First step is having a list of high risk patients. There is a pretty standard list of patients who are considered to be at high risk for MRSA. All of those high risk patients will be screened on or just before admission for MRSA carriage or infection. The purpose of screening is to find all colonized and /or infected patients on admission. Both colonized and infected MRSA patients can be a reservoir of MRSA germs and can spread disease. These patients can also spread MRSA from their colonized body part into a surgical site, a central IV line, up a urinary catheter, or into their own lungs,
Second step is to isolate those patients who test positive for MRSA. This step is to keep infected or colonized patients separate from patients who do not carry the MRSA germ.
Third step is to initiate precautions to include hand washing, gloves, gowns and masks as necessary before and between patient contacts.
Forth step is to attempt decolonization for patients who will undergo certain procedures that are known to be risky for acquisition of MRSA infections, such as joint replacements, cardiac surgery, or central line placement. Also, an admission to certain departments in hospital puts patients and higher risk.
In addition to the above steps, decontamination of the patient’s immediate area is necessary.

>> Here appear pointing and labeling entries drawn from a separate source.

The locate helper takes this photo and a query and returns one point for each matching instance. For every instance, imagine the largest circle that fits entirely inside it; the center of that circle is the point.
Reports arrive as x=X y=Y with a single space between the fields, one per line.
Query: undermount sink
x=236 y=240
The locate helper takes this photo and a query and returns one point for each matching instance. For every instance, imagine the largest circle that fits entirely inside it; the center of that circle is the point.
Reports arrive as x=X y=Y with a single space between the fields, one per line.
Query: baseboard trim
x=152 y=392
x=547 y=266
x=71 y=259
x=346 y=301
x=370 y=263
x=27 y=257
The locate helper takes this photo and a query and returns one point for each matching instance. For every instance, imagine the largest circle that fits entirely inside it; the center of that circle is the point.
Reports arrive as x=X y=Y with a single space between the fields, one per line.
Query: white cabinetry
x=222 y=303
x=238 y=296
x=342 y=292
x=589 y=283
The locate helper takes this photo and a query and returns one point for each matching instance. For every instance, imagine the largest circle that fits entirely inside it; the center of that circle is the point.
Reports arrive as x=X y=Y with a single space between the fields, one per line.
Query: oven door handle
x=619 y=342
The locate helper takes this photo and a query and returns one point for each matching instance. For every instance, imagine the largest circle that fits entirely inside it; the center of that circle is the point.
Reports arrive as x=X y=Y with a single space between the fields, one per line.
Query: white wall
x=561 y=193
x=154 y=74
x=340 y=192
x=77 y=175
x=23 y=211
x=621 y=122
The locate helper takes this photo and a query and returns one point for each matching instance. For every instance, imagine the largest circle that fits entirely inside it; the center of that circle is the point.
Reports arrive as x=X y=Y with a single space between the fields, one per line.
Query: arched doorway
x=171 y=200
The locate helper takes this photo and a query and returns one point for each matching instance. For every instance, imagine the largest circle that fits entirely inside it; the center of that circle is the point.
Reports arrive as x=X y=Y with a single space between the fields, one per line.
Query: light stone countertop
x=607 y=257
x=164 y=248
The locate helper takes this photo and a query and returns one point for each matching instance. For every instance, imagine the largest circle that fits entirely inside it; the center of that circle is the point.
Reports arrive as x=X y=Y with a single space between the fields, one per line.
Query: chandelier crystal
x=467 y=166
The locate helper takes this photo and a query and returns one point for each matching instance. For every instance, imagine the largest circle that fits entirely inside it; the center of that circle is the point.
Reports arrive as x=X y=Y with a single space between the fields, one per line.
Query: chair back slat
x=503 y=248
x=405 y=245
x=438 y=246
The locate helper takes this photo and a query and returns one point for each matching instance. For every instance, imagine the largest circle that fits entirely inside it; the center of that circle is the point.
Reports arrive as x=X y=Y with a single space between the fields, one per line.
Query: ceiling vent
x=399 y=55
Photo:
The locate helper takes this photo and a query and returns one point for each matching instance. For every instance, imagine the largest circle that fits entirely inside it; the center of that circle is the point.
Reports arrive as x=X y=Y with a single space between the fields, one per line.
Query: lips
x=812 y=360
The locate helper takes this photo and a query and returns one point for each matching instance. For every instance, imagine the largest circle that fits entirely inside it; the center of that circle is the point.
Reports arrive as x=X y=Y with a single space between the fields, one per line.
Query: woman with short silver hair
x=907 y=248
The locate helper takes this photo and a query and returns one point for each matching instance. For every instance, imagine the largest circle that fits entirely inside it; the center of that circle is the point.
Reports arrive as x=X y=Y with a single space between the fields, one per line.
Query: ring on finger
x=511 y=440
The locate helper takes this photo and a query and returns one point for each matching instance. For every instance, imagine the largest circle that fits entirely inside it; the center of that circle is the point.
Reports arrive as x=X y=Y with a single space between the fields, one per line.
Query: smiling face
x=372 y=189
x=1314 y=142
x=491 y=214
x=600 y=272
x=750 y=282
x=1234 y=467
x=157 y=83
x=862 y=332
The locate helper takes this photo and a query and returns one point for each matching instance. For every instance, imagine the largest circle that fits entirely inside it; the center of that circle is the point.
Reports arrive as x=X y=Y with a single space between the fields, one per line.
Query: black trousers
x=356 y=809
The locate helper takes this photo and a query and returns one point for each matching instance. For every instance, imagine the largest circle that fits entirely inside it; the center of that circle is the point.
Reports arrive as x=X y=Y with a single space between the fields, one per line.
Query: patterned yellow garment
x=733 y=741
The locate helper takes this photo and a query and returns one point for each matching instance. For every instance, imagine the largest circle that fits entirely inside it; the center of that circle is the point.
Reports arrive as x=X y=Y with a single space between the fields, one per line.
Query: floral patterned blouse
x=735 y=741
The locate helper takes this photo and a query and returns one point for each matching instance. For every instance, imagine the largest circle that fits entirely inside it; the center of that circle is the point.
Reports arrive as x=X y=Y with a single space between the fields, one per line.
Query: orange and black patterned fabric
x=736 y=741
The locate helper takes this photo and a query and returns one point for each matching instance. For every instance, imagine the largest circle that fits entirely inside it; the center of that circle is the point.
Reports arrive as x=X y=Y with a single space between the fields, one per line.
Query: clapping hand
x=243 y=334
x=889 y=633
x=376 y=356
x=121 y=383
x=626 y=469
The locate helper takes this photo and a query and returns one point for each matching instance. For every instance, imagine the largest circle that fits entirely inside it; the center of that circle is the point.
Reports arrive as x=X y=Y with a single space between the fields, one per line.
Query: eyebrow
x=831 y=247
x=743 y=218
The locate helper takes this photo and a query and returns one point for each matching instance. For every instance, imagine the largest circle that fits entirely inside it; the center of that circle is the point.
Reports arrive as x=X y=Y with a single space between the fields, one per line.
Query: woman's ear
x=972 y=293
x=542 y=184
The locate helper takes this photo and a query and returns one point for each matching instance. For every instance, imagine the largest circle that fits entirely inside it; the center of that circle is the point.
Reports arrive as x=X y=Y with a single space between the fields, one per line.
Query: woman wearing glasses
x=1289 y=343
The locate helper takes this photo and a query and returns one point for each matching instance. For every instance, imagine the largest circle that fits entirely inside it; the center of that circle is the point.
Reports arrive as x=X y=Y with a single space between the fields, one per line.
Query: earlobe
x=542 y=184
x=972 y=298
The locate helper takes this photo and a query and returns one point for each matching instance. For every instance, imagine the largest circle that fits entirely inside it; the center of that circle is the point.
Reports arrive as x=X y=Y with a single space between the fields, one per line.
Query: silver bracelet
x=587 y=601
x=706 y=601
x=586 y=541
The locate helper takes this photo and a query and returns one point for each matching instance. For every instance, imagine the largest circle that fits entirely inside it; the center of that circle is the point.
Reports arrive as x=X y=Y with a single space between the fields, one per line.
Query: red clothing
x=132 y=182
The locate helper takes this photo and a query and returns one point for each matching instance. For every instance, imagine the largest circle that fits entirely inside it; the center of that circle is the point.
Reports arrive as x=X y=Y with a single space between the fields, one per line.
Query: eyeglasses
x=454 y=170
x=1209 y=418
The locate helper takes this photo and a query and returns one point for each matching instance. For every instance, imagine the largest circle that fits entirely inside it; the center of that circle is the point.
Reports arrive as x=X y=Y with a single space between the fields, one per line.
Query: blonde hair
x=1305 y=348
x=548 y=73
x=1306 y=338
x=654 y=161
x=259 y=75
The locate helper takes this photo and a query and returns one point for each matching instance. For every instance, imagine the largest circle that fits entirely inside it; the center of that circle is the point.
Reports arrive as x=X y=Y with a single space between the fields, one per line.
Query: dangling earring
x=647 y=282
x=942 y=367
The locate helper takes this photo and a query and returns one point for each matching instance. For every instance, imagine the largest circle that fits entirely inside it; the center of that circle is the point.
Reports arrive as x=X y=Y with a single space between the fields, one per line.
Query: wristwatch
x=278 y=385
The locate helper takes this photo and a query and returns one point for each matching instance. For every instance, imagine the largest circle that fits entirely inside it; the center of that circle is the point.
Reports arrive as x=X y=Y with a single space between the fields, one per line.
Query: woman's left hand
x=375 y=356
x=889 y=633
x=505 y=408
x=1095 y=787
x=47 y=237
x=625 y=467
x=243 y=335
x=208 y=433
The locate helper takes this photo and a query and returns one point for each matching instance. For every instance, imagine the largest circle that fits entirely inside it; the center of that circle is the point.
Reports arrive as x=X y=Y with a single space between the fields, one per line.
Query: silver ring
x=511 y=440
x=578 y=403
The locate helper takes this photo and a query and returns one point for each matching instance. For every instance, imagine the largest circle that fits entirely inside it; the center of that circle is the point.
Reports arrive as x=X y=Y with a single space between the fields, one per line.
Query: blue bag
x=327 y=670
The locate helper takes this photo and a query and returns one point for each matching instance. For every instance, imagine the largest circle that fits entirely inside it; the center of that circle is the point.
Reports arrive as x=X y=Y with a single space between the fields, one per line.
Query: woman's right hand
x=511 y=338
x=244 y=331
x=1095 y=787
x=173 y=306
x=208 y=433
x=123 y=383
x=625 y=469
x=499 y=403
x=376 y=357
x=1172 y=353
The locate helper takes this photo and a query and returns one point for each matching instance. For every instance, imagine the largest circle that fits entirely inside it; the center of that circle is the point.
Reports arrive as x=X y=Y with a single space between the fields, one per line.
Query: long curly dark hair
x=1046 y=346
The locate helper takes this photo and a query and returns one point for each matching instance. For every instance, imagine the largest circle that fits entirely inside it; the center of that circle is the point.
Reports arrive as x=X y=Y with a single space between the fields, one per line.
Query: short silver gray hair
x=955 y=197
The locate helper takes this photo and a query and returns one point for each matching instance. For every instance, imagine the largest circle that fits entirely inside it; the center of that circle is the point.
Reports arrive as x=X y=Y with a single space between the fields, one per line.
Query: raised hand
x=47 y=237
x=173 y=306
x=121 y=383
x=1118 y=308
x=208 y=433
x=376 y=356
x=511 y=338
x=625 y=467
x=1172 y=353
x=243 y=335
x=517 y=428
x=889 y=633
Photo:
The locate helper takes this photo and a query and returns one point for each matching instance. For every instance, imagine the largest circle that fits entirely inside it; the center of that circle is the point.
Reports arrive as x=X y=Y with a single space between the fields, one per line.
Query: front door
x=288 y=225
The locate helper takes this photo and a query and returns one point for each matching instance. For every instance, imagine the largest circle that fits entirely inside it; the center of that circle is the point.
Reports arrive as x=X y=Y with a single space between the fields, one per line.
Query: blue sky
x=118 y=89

And to strengthen and enforce these steps, we need concise, standard and easy to understand education for every single level of staff who are involved in direct patient care and contact. Compliance with and standardization of these steps is not possible without proper education and an attempt to change the culture in hospitals
My meaning of culture change is one of having the goal be PREVENTION of MRSA rather than REACTION to MRSA. Also, when this approach is proven successful, the staff will develop an “ownership” of the process. Just think how wonderful it will be to be able to tell Maine Consumers that we have dropped the numbers of infections by 30% or 50% or even more in just one year or two.
It can happen. It MUST happen. We know the current approach is not working. About 5% of infections…central line infections…. has decreased. That was old news from 2007 that was just recently brought out for bragging rights by the CDC. It is really just a small number of MRSA infections. All reductions of MRSA infections are desirable, but our goal is to have zero infections, in as short a time as possible.